From the DB Explorer menu, the earlier created remote source is opened. Now you should see the catalog index of the MSSQL database, and should be able to find the SALES table created earlier. Then, choose “Create Virtual Object”, and choose an object name and a schema of choice.
Instead of using the UI, you can also use SQL to create the virtual table:
CREATE SCHEMA REP_MSSQL; CREATE VIRTUAL TABLE "REP_MSSQL"."V_SALES" at "RS_MSSQL"."<NULL>"."rep"."SALES";
Now, querying the virtual table shows the data sitting in the MSSQL source system
Now, let’s set up the real-time replication. For that, we need to create a subscription, and a persistent target table to write records to. The graphical UI for this is part of the Web IDE, but we save that for the next blog. For now, we use SQL statements to create a subscription, do an initial load, and set the subscription in active replication mode by setting it to “DISTRIBUTE”.

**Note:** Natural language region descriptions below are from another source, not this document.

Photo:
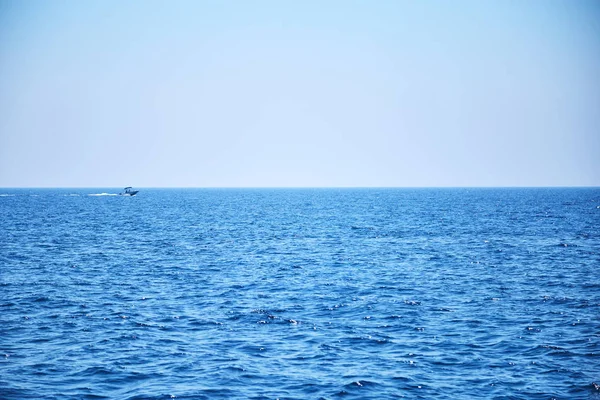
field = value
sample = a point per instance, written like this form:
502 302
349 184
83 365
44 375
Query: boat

-- create persistent target table CREATE TABLE "REP_MSSQL"."T_SALES" LIKE "REP_MSSQL"."V_SALES"; --create subscription CREATE REMOTE SUBSCRIPTION "REP_MSSQL"."SUB_SALES" ON "REP_MSSQL"."V_SALES" TARGET TABLE "REP_MSSQL"."T_SALES" ; ALTER REMOTE SUBSCRIPTION "REP_MSSQL"."SUB_SALES" QUEUE; -- do initial load before distribute remote subscription INSERT INTO "REP_MSSQL"."T_SALES" (SELECT * FROM "REP_MSSQL"."V_SALES"); ALTER REMOTE SUBSCRIPTION "REP_MSSQL"."SUB_SALES" DISTRIBUTE; -- the following should return the two records inserted earlier into the source table SELECT * FROM "REP_MSSQL"."T_SALES"; -- execute the following on the source table in mssql INSERT INTO REP.SALES VALUES (3,'20201020','Zeph Skater','Helmet C172','30','300.00','Spain'); -- check if the record is replicated to the target table SELECT * FROM "REP_MSSQL"."T_SALES";
After executing the above statements, the data preview should now show all three records in the persistent table in HANA.
If the SQL tests are successful, the created objects can again be removed with the following statements.
-- stop the replication and remove the tables ALTER REMOTE SUBSCRIPTION "REP_MSSQL"."SUB_SALES" RESET; DROP REMOTE SUBSCRIPTION "REP_MSSQL"."SUB_SALES"; DROP TABLE "REP_MSSQL"."V_SALES"; DROP TABLE "REP_MSSQL"."T_SALES";
That was a rundown of setting up trigger-based replication from MSSQL to HANA Cloud. Hope that was helpful! In the next blog I go further with the Web IDE in creating replication tasks on top of this setup.